Dessin Xavier Lissillour
En écrivant sur son frère quasi mutique, âgé de 80 ans et atteint de handicap mental, la philosophe, connue pour son travail sur le monde animal, veut lui donner une histoire, le rattacher à la «communauté des hommes». Cette «catastrophe silencieuse» a guidé aussi ses choix philosophiques, entre fragilité et humanisme élargi à tous ceux qui n’ont pas la parole.
Dans un livre bouleversant, la philosophe Elisabeth de Fontenay, reconnue pour son travail sur le monde animal (1), dresse le portrait de son «petit frère» de 80 ans «absent à lui-même» depuis l’enfance. Gaspard de la nuit(Stock) est la confrontation entre deux êtres que tout semble opposer.

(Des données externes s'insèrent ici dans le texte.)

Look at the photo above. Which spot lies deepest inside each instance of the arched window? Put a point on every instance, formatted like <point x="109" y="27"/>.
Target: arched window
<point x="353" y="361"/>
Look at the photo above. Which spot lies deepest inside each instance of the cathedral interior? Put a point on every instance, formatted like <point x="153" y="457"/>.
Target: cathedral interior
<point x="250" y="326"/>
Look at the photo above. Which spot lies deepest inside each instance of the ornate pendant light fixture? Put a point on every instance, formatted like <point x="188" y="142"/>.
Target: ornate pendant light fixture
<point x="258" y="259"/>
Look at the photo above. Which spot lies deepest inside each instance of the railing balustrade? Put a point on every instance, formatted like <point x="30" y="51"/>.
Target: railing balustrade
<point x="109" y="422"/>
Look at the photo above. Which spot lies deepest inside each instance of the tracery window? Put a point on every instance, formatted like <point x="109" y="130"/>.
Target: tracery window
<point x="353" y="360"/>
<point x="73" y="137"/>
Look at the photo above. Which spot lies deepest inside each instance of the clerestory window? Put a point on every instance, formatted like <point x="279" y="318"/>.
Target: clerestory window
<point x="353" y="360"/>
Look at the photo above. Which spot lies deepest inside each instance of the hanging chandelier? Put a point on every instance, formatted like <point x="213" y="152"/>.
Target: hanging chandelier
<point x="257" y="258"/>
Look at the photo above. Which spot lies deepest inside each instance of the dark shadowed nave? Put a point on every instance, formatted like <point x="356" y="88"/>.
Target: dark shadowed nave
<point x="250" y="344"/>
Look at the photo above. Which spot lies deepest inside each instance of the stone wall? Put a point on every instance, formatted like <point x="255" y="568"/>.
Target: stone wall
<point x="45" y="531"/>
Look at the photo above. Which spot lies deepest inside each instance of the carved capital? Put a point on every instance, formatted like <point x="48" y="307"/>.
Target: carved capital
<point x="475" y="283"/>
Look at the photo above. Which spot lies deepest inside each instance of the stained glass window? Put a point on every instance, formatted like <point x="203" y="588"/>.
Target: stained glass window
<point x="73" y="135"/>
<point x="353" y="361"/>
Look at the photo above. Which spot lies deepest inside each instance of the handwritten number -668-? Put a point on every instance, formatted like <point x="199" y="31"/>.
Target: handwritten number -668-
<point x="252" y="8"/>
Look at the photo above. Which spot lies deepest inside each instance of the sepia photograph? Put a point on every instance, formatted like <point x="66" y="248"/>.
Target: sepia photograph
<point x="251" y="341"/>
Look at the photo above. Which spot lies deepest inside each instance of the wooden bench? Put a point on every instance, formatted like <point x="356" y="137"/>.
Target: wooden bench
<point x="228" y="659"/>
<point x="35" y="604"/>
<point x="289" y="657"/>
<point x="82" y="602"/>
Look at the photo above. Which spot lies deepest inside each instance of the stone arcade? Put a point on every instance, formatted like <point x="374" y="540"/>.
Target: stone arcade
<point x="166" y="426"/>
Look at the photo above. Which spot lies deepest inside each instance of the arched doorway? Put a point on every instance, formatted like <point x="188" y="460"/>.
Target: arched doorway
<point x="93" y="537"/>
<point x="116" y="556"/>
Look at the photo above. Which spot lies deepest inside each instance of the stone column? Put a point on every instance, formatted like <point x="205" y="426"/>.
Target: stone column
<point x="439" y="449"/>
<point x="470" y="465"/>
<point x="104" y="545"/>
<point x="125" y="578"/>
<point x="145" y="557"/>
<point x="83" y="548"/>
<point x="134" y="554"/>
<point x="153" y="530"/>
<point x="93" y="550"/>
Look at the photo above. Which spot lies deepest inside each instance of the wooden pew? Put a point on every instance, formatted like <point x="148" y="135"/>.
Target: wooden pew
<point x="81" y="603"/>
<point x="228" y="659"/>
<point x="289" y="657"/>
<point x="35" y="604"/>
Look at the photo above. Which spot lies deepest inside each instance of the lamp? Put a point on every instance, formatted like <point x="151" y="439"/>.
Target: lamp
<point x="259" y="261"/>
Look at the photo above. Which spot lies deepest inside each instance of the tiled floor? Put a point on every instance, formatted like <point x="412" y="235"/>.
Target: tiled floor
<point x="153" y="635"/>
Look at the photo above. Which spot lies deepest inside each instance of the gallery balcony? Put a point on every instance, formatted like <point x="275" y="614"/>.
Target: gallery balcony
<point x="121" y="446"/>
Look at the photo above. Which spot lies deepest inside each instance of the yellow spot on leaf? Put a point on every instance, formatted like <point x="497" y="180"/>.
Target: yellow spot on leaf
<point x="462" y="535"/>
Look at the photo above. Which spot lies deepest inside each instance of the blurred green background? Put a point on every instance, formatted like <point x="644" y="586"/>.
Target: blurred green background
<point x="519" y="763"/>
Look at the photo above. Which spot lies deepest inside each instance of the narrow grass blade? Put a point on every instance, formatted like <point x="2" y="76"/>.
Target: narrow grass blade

Elle, l’intellectuelle, aujourd’hui âgée de 84 ans, convaincue de la puissance des idées, exprime son désarroi face à ce frère atteint d’un handicap mental. Dans ce récit, aussi délicat qu’introspectif, elle le renomme Gaspard, dont la nuit «évoque un soi qui n’a pas accédé à la possibilité ordinaire et prodigieuse de dire "je"». Toujours à bonne distance, loin de tout voyeurisme ou d’épanchement autosatisfait, la philosophe, sur une ligne de crête, se transforme en «enquêtrice incompétente, impatiente, inconsolée», révoltée aussi. Comprendre la «défaillance» de ce frère la renvoie immanquablement à son travail philosophique. «La nuit de Gaspard est une énigme humaine supplémentaire, inattendue, impénétrable», écrit-elle. Habillée d’un pantalon de toile grise, d’une chemise blanche et de baskets New Balance accordées, Elisabeth de Fontenay nous a reçues dans son appartement parisien. Gaspard de la nuit se révèle être un grand livre d’amour d’une sœur pour un frère si différend : «autobiographie» de l’un écrite par l’autre, qui devient portrait des deux, tant Gaspard tient une place essentielle dans celle qui lui prête ses mots. Biographie de deux enfants dont la famille a été portée et bouleversée par l’histoire avec un père célèbre résistant, avocat acquis au Front populaire puis à la République, et une mère qui a perdu les siens durant la Shoah.
Votre frère, atteint d’un handicap mental, a 80 ans. Pourquoi un livre maintenant ?
Quand j’ai vu mon frère se courber et marcher à tout petit pas comme un vieillard, j’ai éprouvé une telle tristesse, une telle douleur que je me suis dit que je ne pouvais pas en rester là, qu’il fallait que j’écrive sur ce qui avait fait événement dans notre histoire commune. Je me suis exercée toute ma vie à accepter sa différence. Mais quand le grand âge l’a assailli en l’espace de six mois, ce changement brutal, affreusement accéléré par les neuroleptiques, m’a tellement impressionnée que c’est le déclic qui a provoqué ce livre.